Free Speech on Facebook and Twitter
by Michael C. Dorf
Two social media platforms have adopted very different approaches to political advertisements. Facebook has a general policy of fact-checking and removing "false news and other types of viral misinformation, like memes or manipulated photos and videos," but exempts politicians, including politicians who appear in ads on Facebook. Twitter, formulating its policy in deliberate contrast with the Facebook policy, will stop running political ads entirely.
Both Facebook and Twitter justify their respective policies by reference to norms of democracy and free speech. Let's consider the merits of these justifications.

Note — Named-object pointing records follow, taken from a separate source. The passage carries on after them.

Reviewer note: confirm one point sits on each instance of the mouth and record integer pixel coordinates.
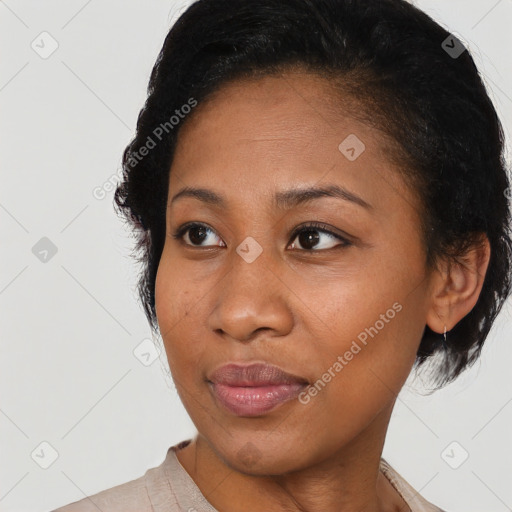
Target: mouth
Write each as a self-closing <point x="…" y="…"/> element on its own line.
<point x="255" y="389"/>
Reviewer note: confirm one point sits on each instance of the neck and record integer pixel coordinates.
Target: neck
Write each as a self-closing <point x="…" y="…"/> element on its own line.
<point x="347" y="480"/>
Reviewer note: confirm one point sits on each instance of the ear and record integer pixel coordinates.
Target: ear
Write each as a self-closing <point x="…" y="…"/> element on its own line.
<point x="456" y="286"/>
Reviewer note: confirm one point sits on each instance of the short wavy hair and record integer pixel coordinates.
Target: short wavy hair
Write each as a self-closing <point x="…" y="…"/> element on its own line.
<point x="396" y="62"/>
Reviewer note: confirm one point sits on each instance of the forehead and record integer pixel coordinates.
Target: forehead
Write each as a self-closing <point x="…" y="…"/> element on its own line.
<point x="276" y="132"/>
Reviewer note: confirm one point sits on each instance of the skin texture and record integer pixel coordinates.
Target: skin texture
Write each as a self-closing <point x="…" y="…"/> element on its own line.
<point x="296" y="308"/>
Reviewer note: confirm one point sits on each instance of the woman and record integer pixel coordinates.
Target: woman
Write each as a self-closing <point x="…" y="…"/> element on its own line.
<point x="321" y="204"/>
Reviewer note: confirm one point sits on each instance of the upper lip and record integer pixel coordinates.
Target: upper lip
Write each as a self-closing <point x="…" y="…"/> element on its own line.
<point x="255" y="374"/>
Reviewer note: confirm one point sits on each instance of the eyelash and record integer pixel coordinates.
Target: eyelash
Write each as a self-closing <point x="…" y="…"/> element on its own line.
<point x="178" y="234"/>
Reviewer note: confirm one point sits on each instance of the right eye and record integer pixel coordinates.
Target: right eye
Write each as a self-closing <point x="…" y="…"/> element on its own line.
<point x="196" y="234"/>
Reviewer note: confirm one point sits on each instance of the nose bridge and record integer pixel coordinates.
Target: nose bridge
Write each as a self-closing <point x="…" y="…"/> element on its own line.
<point x="250" y="296"/>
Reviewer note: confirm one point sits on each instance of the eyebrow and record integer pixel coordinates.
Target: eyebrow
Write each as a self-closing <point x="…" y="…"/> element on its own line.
<point x="283" y="200"/>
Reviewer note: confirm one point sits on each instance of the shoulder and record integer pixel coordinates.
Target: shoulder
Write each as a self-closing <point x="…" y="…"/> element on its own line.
<point x="140" y="495"/>
<point x="416" y="502"/>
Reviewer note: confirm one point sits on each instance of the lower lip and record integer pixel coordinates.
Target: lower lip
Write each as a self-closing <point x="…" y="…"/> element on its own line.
<point x="254" y="401"/>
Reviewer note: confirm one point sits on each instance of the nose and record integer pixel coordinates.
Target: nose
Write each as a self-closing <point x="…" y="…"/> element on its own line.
<point x="251" y="299"/>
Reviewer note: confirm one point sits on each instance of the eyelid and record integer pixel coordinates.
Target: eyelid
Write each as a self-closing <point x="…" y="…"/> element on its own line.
<point x="319" y="226"/>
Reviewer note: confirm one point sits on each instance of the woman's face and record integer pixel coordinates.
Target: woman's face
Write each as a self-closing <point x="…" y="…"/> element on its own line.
<point x="342" y="306"/>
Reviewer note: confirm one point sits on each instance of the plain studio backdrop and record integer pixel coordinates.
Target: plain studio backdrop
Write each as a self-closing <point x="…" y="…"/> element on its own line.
<point x="86" y="402"/>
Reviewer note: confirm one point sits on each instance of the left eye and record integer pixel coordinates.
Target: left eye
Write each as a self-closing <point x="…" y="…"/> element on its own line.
<point x="310" y="238"/>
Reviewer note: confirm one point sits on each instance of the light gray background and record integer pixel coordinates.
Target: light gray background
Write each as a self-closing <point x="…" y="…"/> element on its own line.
<point x="69" y="326"/>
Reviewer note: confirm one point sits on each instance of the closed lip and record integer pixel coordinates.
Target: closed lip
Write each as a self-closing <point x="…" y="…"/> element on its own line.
<point x="253" y="375"/>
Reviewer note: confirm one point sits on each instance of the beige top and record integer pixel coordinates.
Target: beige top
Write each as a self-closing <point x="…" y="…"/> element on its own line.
<point x="169" y="488"/>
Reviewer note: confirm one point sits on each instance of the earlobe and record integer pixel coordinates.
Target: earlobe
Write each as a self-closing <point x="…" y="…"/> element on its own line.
<point x="456" y="286"/>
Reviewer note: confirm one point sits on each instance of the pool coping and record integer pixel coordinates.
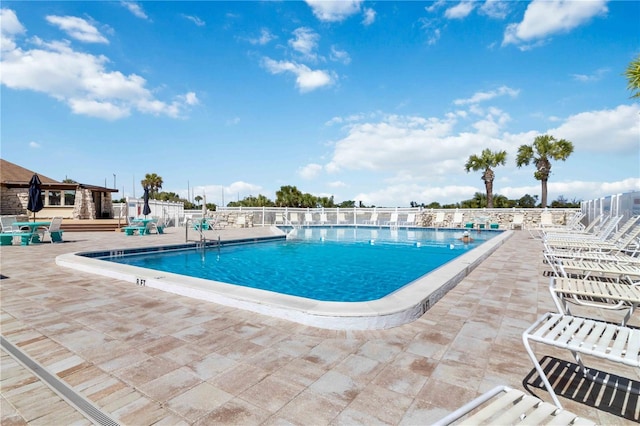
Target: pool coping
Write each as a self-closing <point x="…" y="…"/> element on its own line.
<point x="400" y="307"/>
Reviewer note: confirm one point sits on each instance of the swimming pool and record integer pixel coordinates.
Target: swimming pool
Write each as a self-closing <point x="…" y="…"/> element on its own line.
<point x="328" y="264"/>
<point x="397" y="307"/>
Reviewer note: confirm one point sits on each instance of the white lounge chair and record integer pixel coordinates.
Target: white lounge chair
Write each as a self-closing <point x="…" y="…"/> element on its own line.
<point x="583" y="336"/>
<point x="373" y="220"/>
<point x="594" y="293"/>
<point x="393" y="220"/>
<point x="308" y="219"/>
<point x="503" y="405"/>
<point x="439" y="219"/>
<point x="293" y="218"/>
<point x="279" y="220"/>
<point x="458" y="217"/>
<point x="410" y="221"/>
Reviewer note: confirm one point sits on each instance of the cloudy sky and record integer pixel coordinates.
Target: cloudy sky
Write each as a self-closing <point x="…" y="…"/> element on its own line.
<point x="380" y="102"/>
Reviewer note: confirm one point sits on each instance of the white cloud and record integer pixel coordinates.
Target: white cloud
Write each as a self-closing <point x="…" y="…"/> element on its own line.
<point x="608" y="130"/>
<point x="264" y="38"/>
<point x="421" y="159"/>
<point x="429" y="27"/>
<point x="199" y="22"/>
<point x="485" y="96"/>
<point x="310" y="171"/>
<point x="339" y="55"/>
<point x="586" y="78"/>
<point x="306" y="79"/>
<point x="369" y="16"/>
<point x="334" y="11"/>
<point x="83" y="82"/>
<point x="544" y="18"/>
<point x="78" y="28"/>
<point x="459" y="11"/>
<point x="305" y="41"/>
<point x="497" y="9"/>
<point x="135" y="8"/>
<point x="9" y="23"/>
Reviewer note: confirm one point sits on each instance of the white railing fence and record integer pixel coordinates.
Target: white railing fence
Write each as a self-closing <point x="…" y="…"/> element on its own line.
<point x="175" y="215"/>
<point x="626" y="205"/>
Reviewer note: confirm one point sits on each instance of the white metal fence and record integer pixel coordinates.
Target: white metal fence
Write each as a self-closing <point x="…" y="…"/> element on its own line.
<point x="175" y="214"/>
<point x="626" y="205"/>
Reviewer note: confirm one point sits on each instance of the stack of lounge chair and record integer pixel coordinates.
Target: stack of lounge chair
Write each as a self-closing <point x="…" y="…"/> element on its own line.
<point x="599" y="268"/>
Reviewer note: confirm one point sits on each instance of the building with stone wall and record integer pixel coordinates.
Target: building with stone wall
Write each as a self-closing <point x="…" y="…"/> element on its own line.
<point x="66" y="200"/>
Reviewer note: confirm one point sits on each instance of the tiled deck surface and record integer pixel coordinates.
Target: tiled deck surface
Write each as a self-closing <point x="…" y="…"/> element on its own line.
<point x="148" y="357"/>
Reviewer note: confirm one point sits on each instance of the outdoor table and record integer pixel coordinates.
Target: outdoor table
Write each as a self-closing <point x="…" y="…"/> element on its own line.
<point x="33" y="227"/>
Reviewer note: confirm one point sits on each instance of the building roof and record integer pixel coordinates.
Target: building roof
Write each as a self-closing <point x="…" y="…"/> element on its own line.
<point x="13" y="173"/>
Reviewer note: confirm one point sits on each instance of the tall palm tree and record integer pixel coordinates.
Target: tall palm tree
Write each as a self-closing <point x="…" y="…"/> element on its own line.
<point x="633" y="77"/>
<point x="485" y="162"/>
<point x="153" y="181"/>
<point x="544" y="149"/>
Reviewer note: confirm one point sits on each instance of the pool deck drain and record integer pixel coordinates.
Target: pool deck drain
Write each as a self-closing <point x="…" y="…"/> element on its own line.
<point x="144" y="356"/>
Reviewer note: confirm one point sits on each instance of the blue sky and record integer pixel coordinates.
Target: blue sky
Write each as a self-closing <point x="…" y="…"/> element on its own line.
<point x="380" y="102"/>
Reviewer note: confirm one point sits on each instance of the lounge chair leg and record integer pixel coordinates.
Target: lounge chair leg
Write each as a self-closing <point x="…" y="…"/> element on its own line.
<point x="539" y="369"/>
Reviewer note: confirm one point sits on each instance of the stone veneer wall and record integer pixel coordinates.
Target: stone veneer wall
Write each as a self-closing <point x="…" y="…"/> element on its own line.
<point x="84" y="208"/>
<point x="13" y="201"/>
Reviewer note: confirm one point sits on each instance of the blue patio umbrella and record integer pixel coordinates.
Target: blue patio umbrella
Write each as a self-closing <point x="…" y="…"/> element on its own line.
<point x="35" y="200"/>
<point x="146" y="209"/>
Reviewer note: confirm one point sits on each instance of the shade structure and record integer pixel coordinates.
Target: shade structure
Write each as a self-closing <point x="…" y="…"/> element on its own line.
<point x="35" y="200"/>
<point x="146" y="209"/>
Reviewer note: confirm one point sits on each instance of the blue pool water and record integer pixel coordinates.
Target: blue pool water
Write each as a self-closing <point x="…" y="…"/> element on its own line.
<point x="328" y="264"/>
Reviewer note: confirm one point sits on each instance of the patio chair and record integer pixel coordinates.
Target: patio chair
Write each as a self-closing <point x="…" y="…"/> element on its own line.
<point x="594" y="293"/>
<point x="157" y="226"/>
<point x="627" y="243"/>
<point x="517" y="221"/>
<point x="8" y="230"/>
<point x="583" y="336"/>
<point x="54" y="230"/>
<point x="439" y="219"/>
<point x="503" y="405"/>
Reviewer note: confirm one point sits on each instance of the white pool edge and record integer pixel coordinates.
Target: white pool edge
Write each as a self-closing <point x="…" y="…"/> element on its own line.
<point x="401" y="307"/>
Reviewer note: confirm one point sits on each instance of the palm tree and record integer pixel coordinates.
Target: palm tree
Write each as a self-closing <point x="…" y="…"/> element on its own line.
<point x="544" y="149"/>
<point x="633" y="77"/>
<point x="153" y="181"/>
<point x="486" y="161"/>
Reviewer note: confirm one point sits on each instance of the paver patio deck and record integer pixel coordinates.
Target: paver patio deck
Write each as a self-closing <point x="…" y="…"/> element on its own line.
<point x="146" y="357"/>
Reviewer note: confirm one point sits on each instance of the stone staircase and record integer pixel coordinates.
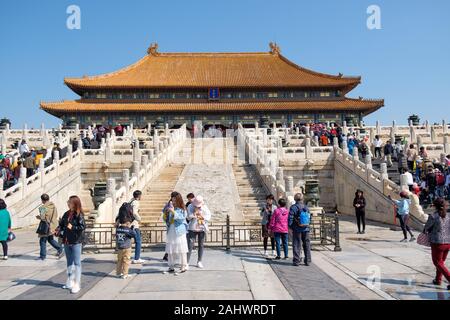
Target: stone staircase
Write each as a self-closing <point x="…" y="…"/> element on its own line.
<point x="251" y="191"/>
<point x="157" y="193"/>
<point x="393" y="173"/>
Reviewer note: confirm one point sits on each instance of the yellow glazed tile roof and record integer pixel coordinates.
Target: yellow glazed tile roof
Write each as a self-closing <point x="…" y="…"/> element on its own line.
<point x="223" y="70"/>
<point x="98" y="105"/>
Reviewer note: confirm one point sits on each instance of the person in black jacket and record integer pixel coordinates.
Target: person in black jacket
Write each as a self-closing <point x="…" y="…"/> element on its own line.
<point x="359" y="203"/>
<point x="71" y="230"/>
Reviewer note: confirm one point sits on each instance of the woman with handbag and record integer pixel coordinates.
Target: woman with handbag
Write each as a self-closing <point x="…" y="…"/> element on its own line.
<point x="176" y="244"/>
<point x="266" y="213"/>
<point x="438" y="230"/>
<point x="5" y="228"/>
<point x="48" y="217"/>
<point x="71" y="230"/>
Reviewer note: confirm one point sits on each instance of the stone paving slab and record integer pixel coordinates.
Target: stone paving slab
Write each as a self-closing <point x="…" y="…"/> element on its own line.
<point x="398" y="270"/>
<point x="309" y="282"/>
<point x="92" y="271"/>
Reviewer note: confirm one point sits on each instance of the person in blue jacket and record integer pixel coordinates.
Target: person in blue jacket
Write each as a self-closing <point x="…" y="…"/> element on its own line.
<point x="174" y="215"/>
<point x="402" y="214"/>
<point x="299" y="222"/>
<point x="5" y="228"/>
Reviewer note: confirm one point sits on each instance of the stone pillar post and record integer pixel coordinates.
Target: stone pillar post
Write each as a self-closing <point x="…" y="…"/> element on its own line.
<point x="433" y="135"/>
<point x="412" y="134"/>
<point x="446" y="145"/>
<point x="23" y="181"/>
<point x="166" y="130"/>
<point x="345" y="146"/>
<point x="25" y="132"/>
<point x="55" y="156"/>
<point x="344" y="128"/>
<point x="368" y="161"/>
<point x="151" y="155"/>
<point x="307" y="131"/>
<point x="372" y="134"/>
<point x="443" y="158"/>
<point x="404" y="182"/>
<point x="335" y="142"/>
<point x="316" y="140"/>
<point x="419" y="142"/>
<point x="289" y="186"/>
<point x="126" y="181"/>
<point x="383" y="170"/>
<point x="144" y="161"/>
<point x="308" y="149"/>
<point x="42" y="130"/>
<point x="393" y="136"/>
<point x="136" y="168"/>
<point x="394" y="127"/>
<point x="2" y="193"/>
<point x="111" y="187"/>
<point x="265" y="137"/>
<point x="355" y="153"/>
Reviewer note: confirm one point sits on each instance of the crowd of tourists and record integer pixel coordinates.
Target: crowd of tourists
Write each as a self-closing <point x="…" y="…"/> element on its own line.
<point x="428" y="178"/>
<point x="278" y="219"/>
<point x="29" y="158"/>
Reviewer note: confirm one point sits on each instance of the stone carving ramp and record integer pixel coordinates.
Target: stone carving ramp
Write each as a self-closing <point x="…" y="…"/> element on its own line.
<point x="157" y="193"/>
<point x="251" y="191"/>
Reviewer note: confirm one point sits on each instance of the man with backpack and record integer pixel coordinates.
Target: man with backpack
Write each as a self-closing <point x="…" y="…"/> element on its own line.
<point x="440" y="183"/>
<point x="129" y="213"/>
<point x="134" y="202"/>
<point x="299" y="221"/>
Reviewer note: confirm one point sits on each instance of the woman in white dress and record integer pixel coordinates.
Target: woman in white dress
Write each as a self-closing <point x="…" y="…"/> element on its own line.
<point x="174" y="215"/>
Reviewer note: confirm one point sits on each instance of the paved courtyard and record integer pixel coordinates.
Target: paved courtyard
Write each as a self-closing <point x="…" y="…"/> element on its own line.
<point x="371" y="266"/>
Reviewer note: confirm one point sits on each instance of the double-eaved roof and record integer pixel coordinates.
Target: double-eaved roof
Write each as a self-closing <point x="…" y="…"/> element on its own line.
<point x="206" y="70"/>
<point x="265" y="71"/>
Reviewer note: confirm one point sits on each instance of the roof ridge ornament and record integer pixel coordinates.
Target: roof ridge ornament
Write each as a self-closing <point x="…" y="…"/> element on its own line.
<point x="153" y="49"/>
<point x="274" y="48"/>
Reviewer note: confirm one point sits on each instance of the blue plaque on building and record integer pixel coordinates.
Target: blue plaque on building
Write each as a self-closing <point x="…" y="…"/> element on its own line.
<point x="213" y="94"/>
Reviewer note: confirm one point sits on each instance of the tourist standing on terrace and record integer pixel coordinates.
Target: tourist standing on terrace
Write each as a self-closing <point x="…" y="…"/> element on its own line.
<point x="266" y="213"/>
<point x="5" y="228"/>
<point x="71" y="230"/>
<point x="135" y="225"/>
<point x="48" y="216"/>
<point x="124" y="234"/>
<point x="378" y="143"/>
<point x="402" y="213"/>
<point x="359" y="203"/>
<point x="176" y="245"/>
<point x="431" y="184"/>
<point x="23" y="148"/>
<point x="279" y="226"/>
<point x="411" y="156"/>
<point x="198" y="216"/>
<point x="438" y="230"/>
<point x="299" y="221"/>
<point x="388" y="152"/>
<point x="29" y="164"/>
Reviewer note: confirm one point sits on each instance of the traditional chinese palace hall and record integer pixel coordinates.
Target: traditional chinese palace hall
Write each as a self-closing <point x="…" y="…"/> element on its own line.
<point x="219" y="89"/>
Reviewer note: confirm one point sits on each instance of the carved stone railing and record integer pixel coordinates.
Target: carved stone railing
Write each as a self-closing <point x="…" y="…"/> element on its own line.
<point x="149" y="165"/>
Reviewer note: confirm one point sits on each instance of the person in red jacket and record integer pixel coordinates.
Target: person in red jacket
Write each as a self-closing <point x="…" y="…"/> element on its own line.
<point x="279" y="225"/>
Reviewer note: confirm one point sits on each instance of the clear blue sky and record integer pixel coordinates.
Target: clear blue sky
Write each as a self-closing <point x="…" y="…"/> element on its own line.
<point x="407" y="62"/>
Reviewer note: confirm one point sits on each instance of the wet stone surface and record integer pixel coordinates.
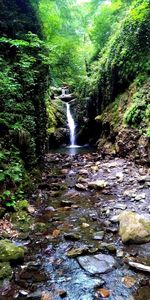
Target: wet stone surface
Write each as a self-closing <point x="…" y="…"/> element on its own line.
<point x="73" y="224"/>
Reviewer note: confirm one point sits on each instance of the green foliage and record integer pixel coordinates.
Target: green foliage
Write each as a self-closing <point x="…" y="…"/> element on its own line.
<point x="138" y="113"/>
<point x="125" y="55"/>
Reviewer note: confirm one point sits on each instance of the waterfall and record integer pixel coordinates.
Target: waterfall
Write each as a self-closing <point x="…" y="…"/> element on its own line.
<point x="71" y="124"/>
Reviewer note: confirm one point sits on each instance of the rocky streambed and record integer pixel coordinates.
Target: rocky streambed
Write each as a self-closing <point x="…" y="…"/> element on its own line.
<point x="85" y="234"/>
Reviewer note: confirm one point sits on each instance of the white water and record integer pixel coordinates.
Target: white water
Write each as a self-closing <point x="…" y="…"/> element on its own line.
<point x="71" y="124"/>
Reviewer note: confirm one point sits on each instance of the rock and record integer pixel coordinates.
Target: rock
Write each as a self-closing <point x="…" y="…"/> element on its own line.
<point x="134" y="227"/>
<point x="9" y="251"/>
<point x="138" y="266"/>
<point x="22" y="205"/>
<point x="140" y="197"/>
<point x="97" y="264"/>
<point x="111" y="248"/>
<point x="103" y="293"/>
<point x="119" y="176"/>
<point x="120" y="253"/>
<point x="35" y="295"/>
<point x="2" y="212"/>
<point x="77" y="251"/>
<point x="66" y="203"/>
<point x="80" y="187"/>
<point x="120" y="206"/>
<point x="72" y="236"/>
<point x="114" y="219"/>
<point x="85" y="225"/>
<point x="129" y="281"/>
<point x="144" y="179"/>
<point x="62" y="294"/>
<point x="31" y="209"/>
<point x="83" y="172"/>
<point x="5" y="270"/>
<point x="50" y="208"/>
<point x="97" y="185"/>
<point x="98" y="235"/>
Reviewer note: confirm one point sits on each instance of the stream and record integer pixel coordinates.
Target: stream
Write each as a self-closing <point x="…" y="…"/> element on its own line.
<point x="70" y="221"/>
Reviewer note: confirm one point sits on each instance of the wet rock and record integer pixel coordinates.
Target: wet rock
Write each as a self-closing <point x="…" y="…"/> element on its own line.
<point x="129" y="281"/>
<point x="40" y="227"/>
<point x="9" y="251"/>
<point x="120" y="253"/>
<point x="72" y="236"/>
<point x="138" y="266"/>
<point x="77" y="251"/>
<point x="35" y="295"/>
<point x="111" y="248"/>
<point x="23" y="293"/>
<point x="120" y="206"/>
<point x="5" y="270"/>
<point x="66" y="203"/>
<point x="62" y="294"/>
<point x="80" y="187"/>
<point x="134" y="227"/>
<point x="50" y="208"/>
<point x="114" y="219"/>
<point x="22" y="205"/>
<point x="120" y="176"/>
<point x="2" y="212"/>
<point x="142" y="293"/>
<point x="85" y="225"/>
<point x="22" y="220"/>
<point x="83" y="172"/>
<point x="97" y="264"/>
<point x="31" y="209"/>
<point x="97" y="185"/>
<point x="34" y="275"/>
<point x="103" y="293"/>
<point x="143" y="179"/>
<point x="98" y="235"/>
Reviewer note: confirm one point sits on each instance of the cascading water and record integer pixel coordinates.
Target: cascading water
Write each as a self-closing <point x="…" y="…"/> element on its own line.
<point x="71" y="124"/>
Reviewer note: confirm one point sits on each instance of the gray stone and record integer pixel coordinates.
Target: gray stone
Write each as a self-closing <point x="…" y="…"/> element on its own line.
<point x="97" y="264"/>
<point x="98" y="235"/>
<point x="134" y="227"/>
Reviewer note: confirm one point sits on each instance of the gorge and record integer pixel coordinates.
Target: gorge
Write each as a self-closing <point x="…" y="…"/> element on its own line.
<point x="74" y="221"/>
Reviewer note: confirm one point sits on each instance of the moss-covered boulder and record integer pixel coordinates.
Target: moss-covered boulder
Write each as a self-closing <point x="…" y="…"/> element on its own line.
<point x="22" y="205"/>
<point x="9" y="251"/>
<point x="22" y="220"/>
<point x="134" y="228"/>
<point x="5" y="270"/>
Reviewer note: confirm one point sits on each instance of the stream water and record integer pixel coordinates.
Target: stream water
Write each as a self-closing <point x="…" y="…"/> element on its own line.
<point x="71" y="124"/>
<point x="67" y="216"/>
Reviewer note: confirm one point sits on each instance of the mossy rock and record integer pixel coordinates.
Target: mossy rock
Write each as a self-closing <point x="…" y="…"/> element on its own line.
<point x="40" y="227"/>
<point x="5" y="270"/>
<point x="22" y="205"/>
<point x="9" y="251"/>
<point x="21" y="220"/>
<point x="2" y="212"/>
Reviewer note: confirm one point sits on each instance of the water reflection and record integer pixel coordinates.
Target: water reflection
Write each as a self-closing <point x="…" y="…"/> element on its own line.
<point x="73" y="150"/>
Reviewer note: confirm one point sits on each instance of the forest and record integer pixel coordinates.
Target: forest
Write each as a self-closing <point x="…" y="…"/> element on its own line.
<point x="74" y="149"/>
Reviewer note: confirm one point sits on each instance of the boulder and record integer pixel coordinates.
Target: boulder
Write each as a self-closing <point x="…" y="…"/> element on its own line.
<point x="97" y="264"/>
<point x="5" y="270"/>
<point x="134" y="227"/>
<point x="97" y="185"/>
<point x="9" y="251"/>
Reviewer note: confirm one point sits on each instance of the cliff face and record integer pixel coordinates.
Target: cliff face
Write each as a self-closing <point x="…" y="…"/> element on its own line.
<point x="24" y="80"/>
<point x="119" y="86"/>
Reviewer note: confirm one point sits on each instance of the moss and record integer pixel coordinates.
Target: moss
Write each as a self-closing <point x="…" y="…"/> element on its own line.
<point x="22" y="205"/>
<point x="5" y="270"/>
<point x="21" y="220"/>
<point x="9" y="251"/>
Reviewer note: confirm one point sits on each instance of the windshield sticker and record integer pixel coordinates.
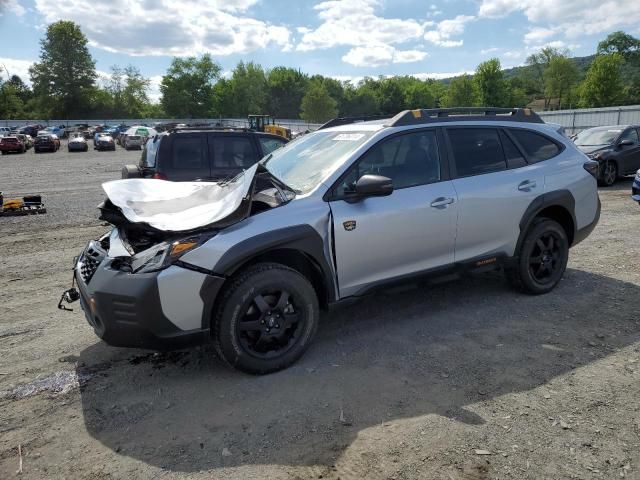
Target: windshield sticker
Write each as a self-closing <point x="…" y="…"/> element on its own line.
<point x="349" y="137"/>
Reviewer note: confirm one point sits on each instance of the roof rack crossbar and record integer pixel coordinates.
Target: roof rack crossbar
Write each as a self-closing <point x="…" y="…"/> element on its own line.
<point x="336" y="122"/>
<point x="432" y="115"/>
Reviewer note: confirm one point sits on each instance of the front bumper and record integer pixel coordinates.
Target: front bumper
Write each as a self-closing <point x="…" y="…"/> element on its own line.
<point x="126" y="310"/>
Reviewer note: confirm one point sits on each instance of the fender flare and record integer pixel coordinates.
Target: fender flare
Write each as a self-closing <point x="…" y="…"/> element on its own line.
<point x="558" y="198"/>
<point x="302" y="238"/>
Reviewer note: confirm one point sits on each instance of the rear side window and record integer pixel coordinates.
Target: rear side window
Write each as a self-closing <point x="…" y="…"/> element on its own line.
<point x="476" y="151"/>
<point x="189" y="153"/>
<point x="535" y="146"/>
<point x="515" y="159"/>
<point x="270" y="144"/>
<point x="233" y="152"/>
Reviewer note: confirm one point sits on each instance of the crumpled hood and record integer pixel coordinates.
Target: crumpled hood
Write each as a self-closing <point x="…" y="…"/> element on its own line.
<point x="178" y="206"/>
<point x="593" y="148"/>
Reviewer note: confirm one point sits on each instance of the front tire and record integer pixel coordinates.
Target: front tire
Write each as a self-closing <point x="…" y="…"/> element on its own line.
<point x="267" y="318"/>
<point x="609" y="174"/>
<point x="542" y="259"/>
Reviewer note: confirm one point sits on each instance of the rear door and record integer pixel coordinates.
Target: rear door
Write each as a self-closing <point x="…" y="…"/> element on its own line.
<point x="187" y="159"/>
<point x="231" y="153"/>
<point x="495" y="185"/>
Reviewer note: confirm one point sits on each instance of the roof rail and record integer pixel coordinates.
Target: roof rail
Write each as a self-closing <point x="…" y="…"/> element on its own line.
<point x="433" y="115"/>
<point x="336" y="122"/>
<point x="219" y="128"/>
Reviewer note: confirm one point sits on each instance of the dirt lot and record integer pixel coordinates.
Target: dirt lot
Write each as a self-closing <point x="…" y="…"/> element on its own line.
<point x="464" y="380"/>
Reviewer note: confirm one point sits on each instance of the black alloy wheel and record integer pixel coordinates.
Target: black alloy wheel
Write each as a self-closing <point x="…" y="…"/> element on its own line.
<point x="542" y="258"/>
<point x="270" y="324"/>
<point x="266" y="319"/>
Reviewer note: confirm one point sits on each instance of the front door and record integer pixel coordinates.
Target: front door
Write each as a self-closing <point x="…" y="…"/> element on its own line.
<point x="378" y="239"/>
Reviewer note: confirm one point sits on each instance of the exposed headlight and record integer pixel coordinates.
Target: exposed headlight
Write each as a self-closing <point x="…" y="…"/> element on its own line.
<point x="164" y="254"/>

Neither Facebook nor Twitter is a state actor, so neither is governed by the First Amendment or other constitutional norms (aside from the 13th Amendment's prohibition on slavery). That's not only a fundamental principle of constitutional law. It's also essential to the multinational business of social media platforms. By law, Facebook and Twitter must censor hate-speech in many of the countries in which they operate; the government must not censor hate-speech in the US; so if Facebook and Twitter were state actors for US law purposes, they would face incompatible legal demands--or they would have to create separate country-specific social media ecosystems.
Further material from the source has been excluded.